Met zijn militaire dreiging tegen Irak en het plan om een regimewissel in Bagdad te forceren, wil Amerika niet in de eerste plaats zijn eigen oliebevoorrading veiligstellen. De VS importeert nauwelijks 18% van zijn oliebehoeften uit de Golf. Evenmin is het er president George Bush om te doen de Arabische wereld onder zijn directe controle te houden. Volgens de Franse historicus en demograaf, Emmanuel Todd, beoogt Amerika de vrijwaring van zijn strategische posities in het centrum van Eurazië. Al voor 11 september 2001 stond dit punt op de politieke agenda in Washington. Het best van al vertolkte Zbigniew Brzezinski, oud-veiligheidsadviseur onder president Jimmy Carter, die optie in zijn boek ‘The Great Chessboard’ (1997). Helder formuleerde Brzezinski de vrees van Amerika om op de langere termijn gemarginaliseerd te raken in een wereld waarvan het economische zwaartepunt geleidelijk verschuift naar Eurazië. Europa wordt politiek en economisch sterker, Rusland komt er wel weer bovenop, ook Japan zal van zijn depressie genezen, en aan de horizon doemt de grootmacht China op.

“Irak was een gedroomd doelwit. Dat de keuze op deze uitgeputte dwergstaat viel – Cuba zou ronduit ridicuul geweest zijn en Noord-Korea te riskant vanwege de schaduw van Peking – zegt veel over de machteloosheid van Amerika,” zegt Todd in zijn jongste boek ‘Après l’empire’ (binnenkort ook verkrijgbaar in een Engelse vertaling). Een provocerende en controversiële stelling, die de auteur onderbouwt met economische analyses over oplopende tekorten op de Amerikaanse betalingsbalans, een slinkend vertrouwen van Europese en Aziatische beleggers in de Amerikaanse economie, een afkalvende dollar en een krimpende industriële basis.

De Amerikaanse strategen proberen die neerwaartse onderstroom en de onzekerheid over de capaciteit om hun “imperiale ambities” mogelijk te maken, te verdoezelen met militair vertoon. “Het is vooral een poging om de twee belangrijkste industriële polen, Europa en Japan, een signaal te geven dat Washington de regels van het spel wil blijven bepalen. Beide hebben de Golf nodig als bevoorradingsbron. Voor de VS is dat minder het geval. De Golf is dus een drukkingmiddel om de twee industriële rivalen in het gareel te houden.”

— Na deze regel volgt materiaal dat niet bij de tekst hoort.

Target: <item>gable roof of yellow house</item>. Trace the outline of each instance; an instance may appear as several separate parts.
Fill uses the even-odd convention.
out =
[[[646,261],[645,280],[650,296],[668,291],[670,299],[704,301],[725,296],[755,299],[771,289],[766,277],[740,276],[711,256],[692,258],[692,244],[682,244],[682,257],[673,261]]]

Al in 1976 analyseerde Todd in een opmerkelijk boek, ‘La chute finale, essai sur la décomposition de la sphère soviétique’, hoe de Sovjet-Unie van binnenin werd ondermijnd. Voor hem is de VS op weg een gewone macht te worden in een multipolaire wereld. “De superstaat Amerika bestaat niet meer.”

EMMANUEL TODD. “Als historicus en demograaf peil ik naar langetermijnevoluties. Tussen 1990 en 2010 daalt het aantal jongeren tussen twintig en 25 jaar met 40% in Italië, 11% in Frankrijk, 14% in Groot-Brittannië en 25% in Duitsland. Dat is een van de factoren die scepsis tegenover die eenheidsmunt rechtvaardigen. We zullen het Stabiliteitspact op een creatieve wijze moeten invullen en bijsturen. Maar bovenal had ik toen nog vertrouwen in de “nieuwe wereldorde” van Bush senior onder de paraplu van Washington. De Pax Americana na de Tweede Wereldoorlog is goed geweest voor Europa en de wereld. Verdenk mij niet van primair anti-Amerikanisme. Het doelloze gedrag van de VS – want er zit geen weldoordachte strategie achter – roept echter steeds meer vragen op. En niet alleen bij mij. Op het Wereld Economisch Forum in Davos stond minister van Buitenlandse Zaken Colin Powell versteld van de zware tegenwind. Frankrijk en Duitsland komen dichter bij elkaar, zelfs de Britse premier Tony Blair fronst de wenkbrauwen.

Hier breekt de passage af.